First, I would like to thank the author, Elizabeth McKenzie, for my now having added squirrels to the already long list of animals (including dogs, cats, cows, pigs and my 4 year old beta fish, Papa) I anthropomorphize upon sight or consideration.
Next, I would like to thank Penguin Press via NetGalley for providing me with a free ARC of this book in exchange for an honest review.
The Portable Veblen is a fun read. While I found the first half of the book slow-moving, I enjoyed getting to know the strange and quirky characters, Veblen and Paul, and their even stranger, quirkier families.

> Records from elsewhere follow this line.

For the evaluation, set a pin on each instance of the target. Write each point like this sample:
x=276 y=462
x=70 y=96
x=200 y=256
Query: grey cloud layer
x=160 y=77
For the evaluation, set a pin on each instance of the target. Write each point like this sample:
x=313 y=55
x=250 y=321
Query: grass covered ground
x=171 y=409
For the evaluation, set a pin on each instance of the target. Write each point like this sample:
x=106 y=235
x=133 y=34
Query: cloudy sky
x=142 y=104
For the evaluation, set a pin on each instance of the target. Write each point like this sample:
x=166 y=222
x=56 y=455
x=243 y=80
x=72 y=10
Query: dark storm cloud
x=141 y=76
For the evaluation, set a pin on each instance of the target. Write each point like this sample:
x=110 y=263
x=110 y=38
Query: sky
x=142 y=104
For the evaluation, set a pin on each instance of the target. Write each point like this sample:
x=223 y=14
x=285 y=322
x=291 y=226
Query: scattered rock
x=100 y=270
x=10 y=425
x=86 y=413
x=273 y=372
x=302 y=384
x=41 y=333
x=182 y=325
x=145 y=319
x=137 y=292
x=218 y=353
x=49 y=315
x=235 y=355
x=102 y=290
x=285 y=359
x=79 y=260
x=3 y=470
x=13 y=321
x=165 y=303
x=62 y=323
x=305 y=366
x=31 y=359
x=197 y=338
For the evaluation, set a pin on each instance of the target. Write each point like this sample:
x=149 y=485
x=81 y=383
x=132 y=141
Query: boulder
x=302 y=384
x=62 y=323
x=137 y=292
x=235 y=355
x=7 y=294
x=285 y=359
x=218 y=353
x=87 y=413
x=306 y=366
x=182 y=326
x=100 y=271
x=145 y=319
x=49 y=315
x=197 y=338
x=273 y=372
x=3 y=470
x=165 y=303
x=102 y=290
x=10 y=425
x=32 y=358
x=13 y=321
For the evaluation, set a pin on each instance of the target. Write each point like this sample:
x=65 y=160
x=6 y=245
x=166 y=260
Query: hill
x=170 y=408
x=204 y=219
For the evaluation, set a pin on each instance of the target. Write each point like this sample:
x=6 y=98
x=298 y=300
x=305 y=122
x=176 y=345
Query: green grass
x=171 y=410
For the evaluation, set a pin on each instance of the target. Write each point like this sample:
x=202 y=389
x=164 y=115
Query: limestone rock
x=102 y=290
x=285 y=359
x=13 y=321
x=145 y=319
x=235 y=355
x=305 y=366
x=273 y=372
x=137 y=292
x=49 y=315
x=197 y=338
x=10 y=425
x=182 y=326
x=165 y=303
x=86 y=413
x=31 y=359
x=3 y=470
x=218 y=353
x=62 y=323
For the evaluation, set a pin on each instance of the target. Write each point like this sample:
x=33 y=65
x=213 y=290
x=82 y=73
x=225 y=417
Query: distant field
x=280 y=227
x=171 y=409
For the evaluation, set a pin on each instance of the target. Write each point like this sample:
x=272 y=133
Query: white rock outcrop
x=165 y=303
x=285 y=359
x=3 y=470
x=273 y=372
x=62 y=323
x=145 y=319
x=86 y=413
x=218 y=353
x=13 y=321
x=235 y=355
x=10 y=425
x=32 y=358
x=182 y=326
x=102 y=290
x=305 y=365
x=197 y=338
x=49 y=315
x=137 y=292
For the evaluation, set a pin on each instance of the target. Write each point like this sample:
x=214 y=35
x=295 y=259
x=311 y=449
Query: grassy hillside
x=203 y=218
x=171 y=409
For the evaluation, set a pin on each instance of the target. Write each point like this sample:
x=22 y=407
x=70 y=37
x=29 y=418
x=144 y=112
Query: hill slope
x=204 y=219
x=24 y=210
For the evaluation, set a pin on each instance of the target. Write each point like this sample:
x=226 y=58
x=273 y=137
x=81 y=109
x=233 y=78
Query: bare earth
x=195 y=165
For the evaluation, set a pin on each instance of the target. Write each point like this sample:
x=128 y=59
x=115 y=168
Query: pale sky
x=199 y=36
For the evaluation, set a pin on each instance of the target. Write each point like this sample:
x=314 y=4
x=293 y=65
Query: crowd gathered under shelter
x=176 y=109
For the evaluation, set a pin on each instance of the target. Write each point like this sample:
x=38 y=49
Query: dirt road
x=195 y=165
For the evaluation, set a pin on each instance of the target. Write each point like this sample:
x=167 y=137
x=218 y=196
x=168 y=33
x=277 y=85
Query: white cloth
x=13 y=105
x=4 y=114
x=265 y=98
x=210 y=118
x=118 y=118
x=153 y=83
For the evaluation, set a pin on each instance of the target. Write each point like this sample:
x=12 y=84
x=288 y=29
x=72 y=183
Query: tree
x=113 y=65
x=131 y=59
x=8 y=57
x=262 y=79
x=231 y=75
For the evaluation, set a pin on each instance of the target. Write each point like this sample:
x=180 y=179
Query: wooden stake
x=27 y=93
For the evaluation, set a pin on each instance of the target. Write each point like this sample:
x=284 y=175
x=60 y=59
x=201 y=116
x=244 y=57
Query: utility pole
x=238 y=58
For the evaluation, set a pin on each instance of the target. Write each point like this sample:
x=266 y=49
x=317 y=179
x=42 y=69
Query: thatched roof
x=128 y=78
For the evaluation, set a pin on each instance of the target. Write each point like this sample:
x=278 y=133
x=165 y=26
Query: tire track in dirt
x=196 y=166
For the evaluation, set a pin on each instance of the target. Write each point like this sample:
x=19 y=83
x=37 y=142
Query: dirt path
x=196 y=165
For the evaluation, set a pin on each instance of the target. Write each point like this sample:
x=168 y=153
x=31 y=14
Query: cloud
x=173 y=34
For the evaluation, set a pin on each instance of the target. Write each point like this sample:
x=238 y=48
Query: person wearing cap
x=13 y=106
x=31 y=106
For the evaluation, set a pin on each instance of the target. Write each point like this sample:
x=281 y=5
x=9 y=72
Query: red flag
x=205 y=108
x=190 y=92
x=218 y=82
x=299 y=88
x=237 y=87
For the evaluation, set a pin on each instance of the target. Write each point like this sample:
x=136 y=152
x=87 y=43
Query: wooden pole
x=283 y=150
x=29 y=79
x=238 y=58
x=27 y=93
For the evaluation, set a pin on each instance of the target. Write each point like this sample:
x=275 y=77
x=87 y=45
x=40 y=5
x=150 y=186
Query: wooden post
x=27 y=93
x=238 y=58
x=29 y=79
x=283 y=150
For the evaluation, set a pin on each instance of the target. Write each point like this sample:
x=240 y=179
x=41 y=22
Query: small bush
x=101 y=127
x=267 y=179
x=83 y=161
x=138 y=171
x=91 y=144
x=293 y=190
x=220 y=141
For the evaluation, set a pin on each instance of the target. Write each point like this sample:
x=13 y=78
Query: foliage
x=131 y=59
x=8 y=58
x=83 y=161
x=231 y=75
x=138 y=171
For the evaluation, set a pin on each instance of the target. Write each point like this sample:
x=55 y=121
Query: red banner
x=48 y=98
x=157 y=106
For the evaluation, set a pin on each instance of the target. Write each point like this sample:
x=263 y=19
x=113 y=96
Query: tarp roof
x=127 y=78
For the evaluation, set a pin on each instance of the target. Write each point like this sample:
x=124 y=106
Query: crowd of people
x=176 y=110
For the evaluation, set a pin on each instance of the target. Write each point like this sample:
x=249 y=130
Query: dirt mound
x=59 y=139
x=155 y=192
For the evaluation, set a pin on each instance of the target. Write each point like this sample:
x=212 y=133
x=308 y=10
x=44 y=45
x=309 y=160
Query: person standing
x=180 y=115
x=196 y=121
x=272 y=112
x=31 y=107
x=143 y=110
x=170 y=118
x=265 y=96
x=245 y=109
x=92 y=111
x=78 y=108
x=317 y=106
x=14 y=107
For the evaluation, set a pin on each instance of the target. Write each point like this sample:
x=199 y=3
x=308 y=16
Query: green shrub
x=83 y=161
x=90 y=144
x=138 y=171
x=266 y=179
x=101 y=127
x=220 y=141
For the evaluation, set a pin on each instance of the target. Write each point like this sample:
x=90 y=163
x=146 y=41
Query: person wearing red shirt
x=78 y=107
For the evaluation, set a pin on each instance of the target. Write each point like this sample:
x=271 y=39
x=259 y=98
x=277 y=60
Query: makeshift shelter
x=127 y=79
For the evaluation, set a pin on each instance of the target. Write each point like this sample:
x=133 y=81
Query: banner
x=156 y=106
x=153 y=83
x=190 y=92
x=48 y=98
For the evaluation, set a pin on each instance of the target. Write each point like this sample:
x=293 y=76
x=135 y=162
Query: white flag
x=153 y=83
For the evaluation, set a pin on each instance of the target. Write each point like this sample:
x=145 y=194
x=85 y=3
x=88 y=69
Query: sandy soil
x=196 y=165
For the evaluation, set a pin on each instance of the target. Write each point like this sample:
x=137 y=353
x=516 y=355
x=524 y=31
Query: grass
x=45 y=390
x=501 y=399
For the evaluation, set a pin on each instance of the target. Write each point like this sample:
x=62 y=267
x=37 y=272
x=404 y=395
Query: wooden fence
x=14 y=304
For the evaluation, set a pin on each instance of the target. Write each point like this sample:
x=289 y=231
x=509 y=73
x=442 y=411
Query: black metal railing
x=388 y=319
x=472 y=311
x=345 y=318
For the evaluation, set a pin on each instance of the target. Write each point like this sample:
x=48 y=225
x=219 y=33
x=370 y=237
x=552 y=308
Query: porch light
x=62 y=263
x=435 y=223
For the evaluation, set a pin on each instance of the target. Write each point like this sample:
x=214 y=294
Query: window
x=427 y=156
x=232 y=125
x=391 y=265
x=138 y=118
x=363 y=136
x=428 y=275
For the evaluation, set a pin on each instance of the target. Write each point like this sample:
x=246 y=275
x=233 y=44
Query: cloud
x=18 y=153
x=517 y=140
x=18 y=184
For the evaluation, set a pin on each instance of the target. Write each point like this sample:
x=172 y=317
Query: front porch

Paul and Veblen are about to get married. Their relationship is a little odd and I never quite got the feeling that Veblen was as excited about the prospect as I would expect. But then again, Veblen is odd. She has some seriously strange habits, including biting herself and typing on a phantom keyboard when she’s stressed, that make talking to squirrels seem pretty normal. Paul, an innovative young neurologist, is an interesting and well thought-out character. I found myself expecting him to be more “normal” than he actually was, however. I’m not sure if that’s because of his promising career or because his quirks were more subtly laid out (for the most part). The strength and depth of their relationship lies in their ability to understand their respective complicated family dynamics which include Veblen’s father’s institutionalization, her mother’s hypochondria and narcissism, and Paul’s difficult, intellectually disabled brother.
The story is told with enough humor and humanity to offset for the weight and seriousness of the issues and provide an enjoyable read.